Breaking your corset in
It’s very important to season your corset, or break it in, before you start wearing it. Put it on gently at first, without pulling the laces completely tight. Wear it for an hour or so each day, or for 2–3 days so that it molds to your figure. Then you can go ahead and lace it tightly.
You can pull those laces very tightly. One of the first things you'll notice when starting your corseting is how strong the compression is. It may feel tight during the first few wears, but your body becomes accustomed to it quite quickly. Stop wearing it immediately if you start to feel pain, shortness of breath or discomfort beyond the initial tightness.
Starting a regimen
After you've chosen your corset and seasoned it, you can start wearing it on a regular basis slowly. Your body needs time to adjust to wearing it. Begin with just an hour or two a day and then work your way up. Once you are comfortable, we recommend corseting for eight hours a day for the best results.

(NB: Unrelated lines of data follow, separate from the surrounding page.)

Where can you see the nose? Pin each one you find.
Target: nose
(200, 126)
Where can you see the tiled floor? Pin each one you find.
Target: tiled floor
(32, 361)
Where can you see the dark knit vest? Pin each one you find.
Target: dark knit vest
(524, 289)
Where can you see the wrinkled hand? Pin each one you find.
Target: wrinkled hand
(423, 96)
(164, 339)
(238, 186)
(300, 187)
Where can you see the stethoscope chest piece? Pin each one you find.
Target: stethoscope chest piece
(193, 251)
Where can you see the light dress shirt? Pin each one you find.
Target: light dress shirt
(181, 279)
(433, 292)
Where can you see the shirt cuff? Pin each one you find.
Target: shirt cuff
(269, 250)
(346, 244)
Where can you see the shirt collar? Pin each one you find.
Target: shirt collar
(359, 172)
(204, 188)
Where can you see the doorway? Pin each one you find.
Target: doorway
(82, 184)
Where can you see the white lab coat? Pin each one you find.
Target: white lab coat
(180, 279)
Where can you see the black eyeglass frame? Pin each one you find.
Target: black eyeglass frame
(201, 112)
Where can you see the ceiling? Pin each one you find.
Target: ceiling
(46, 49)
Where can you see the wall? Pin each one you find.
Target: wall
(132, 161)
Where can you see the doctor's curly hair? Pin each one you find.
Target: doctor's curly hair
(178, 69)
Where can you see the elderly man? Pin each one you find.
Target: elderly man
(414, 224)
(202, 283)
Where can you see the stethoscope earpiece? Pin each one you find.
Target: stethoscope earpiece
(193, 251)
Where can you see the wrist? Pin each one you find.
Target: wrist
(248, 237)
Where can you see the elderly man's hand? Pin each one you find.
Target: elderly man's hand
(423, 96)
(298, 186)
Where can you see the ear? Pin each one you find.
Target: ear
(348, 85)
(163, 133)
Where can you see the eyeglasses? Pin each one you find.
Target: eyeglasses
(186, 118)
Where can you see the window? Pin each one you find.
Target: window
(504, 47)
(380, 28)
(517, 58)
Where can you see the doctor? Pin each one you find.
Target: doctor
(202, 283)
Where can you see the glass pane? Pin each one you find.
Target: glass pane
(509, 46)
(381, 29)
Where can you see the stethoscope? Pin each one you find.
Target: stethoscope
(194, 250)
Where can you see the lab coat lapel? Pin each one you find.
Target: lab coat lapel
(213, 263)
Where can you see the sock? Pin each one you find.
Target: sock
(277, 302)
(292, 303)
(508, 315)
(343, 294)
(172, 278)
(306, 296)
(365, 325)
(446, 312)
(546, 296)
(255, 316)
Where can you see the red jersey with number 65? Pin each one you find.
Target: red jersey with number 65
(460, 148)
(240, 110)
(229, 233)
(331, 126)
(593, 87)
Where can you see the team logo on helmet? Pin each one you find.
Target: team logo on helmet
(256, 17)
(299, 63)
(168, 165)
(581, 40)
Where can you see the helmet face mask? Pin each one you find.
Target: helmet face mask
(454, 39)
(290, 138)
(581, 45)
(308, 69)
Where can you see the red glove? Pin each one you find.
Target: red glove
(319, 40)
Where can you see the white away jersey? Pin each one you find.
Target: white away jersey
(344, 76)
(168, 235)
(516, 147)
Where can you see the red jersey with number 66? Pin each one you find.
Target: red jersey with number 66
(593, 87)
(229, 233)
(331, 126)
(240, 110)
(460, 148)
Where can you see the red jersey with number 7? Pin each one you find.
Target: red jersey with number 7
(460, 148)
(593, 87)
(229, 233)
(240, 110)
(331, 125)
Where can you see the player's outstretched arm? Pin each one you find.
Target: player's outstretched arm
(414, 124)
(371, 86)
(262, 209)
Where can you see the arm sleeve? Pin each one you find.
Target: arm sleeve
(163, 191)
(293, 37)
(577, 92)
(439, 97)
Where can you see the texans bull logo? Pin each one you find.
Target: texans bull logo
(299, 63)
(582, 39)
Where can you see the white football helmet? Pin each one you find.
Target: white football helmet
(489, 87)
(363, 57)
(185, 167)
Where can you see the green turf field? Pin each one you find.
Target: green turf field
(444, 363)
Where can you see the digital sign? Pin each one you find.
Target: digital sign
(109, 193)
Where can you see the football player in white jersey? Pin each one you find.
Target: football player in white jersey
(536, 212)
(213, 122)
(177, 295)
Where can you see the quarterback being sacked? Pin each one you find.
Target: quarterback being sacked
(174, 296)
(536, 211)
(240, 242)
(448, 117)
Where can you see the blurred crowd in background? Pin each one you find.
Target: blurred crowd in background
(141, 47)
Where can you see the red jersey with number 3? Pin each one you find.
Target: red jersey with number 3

Remember that everyone's body is different. If you're using corseting as part of your existing fitness goals, there are several factors that will affect your results: lifestyle, diet, genetics and your commitment to corseting (see this post for more).
We recommend using a corseting regimen with a healthy lifestyle that includes 5–6 nutritious meals a day and working out. While you're wearing your corset you might find yourself eating less because your abdomen is constricted, but it's important to mindfully consume the nutrients your body needs along with lots of water.